El samurái se giró sobre su lugar, quedando boca arriba para mirar el techo y tener una pequeña meditación antes de levantarse. "¿Porqué hice eso?" fue lo primero que pensó al recordar la forma en que acarició al joven juntó a él la noche anterior y empezó a reír de la vergüenza, tapándose los ojos con una mano y la otra en su abdomen.

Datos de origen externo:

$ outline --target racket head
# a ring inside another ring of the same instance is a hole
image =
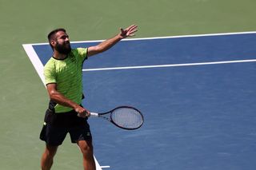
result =
[[[134,130],[143,125],[144,117],[136,108],[119,106],[110,111],[110,121],[121,128]]]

-¿Qué es tan gracioso Gaku?- cuestionó Len adormilado
-Oh, sólo recordé un chiste...puedes volver a dormir, yo tengo que levantarme-
-Hmm, no creo, tengo hambre-
Kamui se levantó de la cama y antes que nada, dedicó un tiempo a levantar el futón del piso y doblar las frazadas y sábanas que había traído suponiendo que dormiría ahí, sin saber que sus planes iban a cambiar durante la noche. Kagamine se dirigió directo al baño, lo que le dió tiempo al mayor a elegir la ropa que usaría ese día mientras esperaba su turno. Agarró lo más simple que cualquier hombre de 20 años dirigiéndose a una especie de junta "ejecutiva" con productores de música usaría. Tenía que verse presentable pero tampoco tanto, y lo suficientemente cómodo como para tocar la canción en el piano para exponerla, lo que lo dejaba con la conclusión de que una camisa blanca con jeans negros era la mejor opción. Aprovechando que el joven se estaba tomando su tiempo en el baño, se vistió y cepilló su cabellera, en ese momento algo ondulada por haberse dormido cuando aún estaba húmeda.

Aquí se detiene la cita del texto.